A macromolecule serving as a catalyst, a chemical agent that increases the rate of a reaction without being consumed by the reaction. Most enzymes are proteins.

What is a substrate?

The reactant on which an enzyme works.

What is an active site?

Typically, a pocket or groove on the surface of the enzyme where the substrate binds and catalysis occurs.

What are products?

A material resulting from a chemical reaction.

Describe the six steps of enzyme action.

1. Substrates enter the active site; enzyme changes shape such that its active site enfolds the substates (induced fit).

2. Substrates are held in the active site by weak interactions, such as hydrogen bonds and ionic bonds.

3. The active site lowers E_A and speeds up the reaction.

4. Substrates are converted to products.

5. Products are released.

6. Active site is available for two new substrate molecules.

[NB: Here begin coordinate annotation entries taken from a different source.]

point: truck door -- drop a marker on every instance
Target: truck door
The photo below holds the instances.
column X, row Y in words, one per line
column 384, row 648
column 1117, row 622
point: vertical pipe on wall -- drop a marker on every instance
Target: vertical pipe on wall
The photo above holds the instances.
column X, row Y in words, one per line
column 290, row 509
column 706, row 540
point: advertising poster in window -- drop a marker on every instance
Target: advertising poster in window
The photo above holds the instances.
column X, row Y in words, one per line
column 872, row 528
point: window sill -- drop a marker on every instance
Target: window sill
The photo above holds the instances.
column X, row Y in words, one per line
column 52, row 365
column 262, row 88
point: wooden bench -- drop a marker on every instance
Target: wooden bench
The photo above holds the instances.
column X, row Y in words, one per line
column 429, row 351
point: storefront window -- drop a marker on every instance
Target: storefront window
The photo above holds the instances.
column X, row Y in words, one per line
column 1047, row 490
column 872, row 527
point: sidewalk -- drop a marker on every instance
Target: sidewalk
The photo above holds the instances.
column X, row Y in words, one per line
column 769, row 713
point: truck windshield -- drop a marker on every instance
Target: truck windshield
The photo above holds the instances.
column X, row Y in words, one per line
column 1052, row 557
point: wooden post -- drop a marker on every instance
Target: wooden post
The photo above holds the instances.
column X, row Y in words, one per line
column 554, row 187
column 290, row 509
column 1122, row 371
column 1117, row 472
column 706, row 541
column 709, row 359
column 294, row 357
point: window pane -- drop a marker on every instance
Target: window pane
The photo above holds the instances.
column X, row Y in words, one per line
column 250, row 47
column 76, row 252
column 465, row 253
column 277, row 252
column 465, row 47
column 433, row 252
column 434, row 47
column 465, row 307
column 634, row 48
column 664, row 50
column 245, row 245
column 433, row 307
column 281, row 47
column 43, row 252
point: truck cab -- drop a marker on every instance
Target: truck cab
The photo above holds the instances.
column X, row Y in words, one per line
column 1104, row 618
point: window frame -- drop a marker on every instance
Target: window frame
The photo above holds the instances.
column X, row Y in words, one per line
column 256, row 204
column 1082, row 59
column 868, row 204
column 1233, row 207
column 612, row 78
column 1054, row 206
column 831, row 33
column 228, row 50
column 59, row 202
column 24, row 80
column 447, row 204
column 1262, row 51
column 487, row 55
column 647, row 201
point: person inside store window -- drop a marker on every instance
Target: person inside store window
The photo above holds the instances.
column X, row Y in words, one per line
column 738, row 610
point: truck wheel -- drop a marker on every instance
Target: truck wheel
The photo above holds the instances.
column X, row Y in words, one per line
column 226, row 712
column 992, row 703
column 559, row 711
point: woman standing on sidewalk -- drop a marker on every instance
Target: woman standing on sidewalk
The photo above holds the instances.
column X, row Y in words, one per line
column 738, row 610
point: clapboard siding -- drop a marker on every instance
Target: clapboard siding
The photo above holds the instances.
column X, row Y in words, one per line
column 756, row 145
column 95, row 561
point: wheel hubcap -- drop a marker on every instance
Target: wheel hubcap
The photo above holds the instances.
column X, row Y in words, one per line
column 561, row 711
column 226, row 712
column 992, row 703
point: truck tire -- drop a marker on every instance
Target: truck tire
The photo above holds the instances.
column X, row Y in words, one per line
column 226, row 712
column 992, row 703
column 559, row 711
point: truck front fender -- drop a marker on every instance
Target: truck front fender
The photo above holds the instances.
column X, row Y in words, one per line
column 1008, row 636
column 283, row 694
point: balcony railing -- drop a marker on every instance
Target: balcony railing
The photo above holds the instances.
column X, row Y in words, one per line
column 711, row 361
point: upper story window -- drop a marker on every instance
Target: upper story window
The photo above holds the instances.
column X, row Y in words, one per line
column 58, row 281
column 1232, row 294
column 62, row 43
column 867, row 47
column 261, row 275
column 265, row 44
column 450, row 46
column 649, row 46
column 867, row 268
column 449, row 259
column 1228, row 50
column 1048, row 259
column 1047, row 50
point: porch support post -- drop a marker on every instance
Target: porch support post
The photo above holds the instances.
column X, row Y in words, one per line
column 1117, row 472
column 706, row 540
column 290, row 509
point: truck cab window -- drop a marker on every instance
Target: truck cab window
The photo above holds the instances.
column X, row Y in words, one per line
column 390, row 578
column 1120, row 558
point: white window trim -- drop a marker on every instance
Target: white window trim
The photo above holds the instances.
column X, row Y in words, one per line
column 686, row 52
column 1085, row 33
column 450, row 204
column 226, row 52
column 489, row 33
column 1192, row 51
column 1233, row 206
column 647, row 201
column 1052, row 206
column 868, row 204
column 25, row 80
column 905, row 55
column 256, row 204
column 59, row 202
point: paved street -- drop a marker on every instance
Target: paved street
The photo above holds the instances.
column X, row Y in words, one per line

What is meant by induced fit?

Induced fit is the slight change in shape of the active site of an enzyme so that it binds more snugly to the substrate.

Explain how protein structure is involved in enzyme specificity.

Enzymes are proteins, and proteins are macromolecules with unique three-dimensional configurations. The specificity of an enzyme results from its shape, which is a consequence of its amino acid sequence. The specificity of an enzyme is attributed to a compatible fit between the shape of its active site and the shape of the substrate.

Enzymes use a variety of mechanisms to lower activation energy. Describe four of these mechanisms.

1. In reactions involving two or more reactants, the active site provides a template on which the substrates can come together in the proper orientation for a reaction to occur between them.

2. As the active site of an enzyme clutches the bound substrate, the enzyme may stretch the substrate molecules toward their transition-state form, stressing and bending critical chemical bonds that must be broken during the reaction.

3. The active site may also provide a microenvironment that is more conducive to a particular type of reaction than the solution itself would be without the enzyme.

4. Amino acids in the active site may directly participate in the chemical reaction.

Many factors can affect the rate of enzyme action. Explain the effects of each factor listed here.

1. Initial concentration of substrate: the more substrate molecules that are available, the more frequently they access the active sites of the enzyme molecules.

2. pH: with some exceptions, the optimal pH values for most enzymes fall in the range of pH 6–8.

3. Temperature: up to a point, the rate of an enzymatic reaction increases with increasing temperature, partly because substrates collide with active sites more frequently when molecules move rapidly. Above that temperature, however, the speed of the enzymatic reaction drops sharply. All enzymes have an optimal temperature at which its reaction rate is greatest.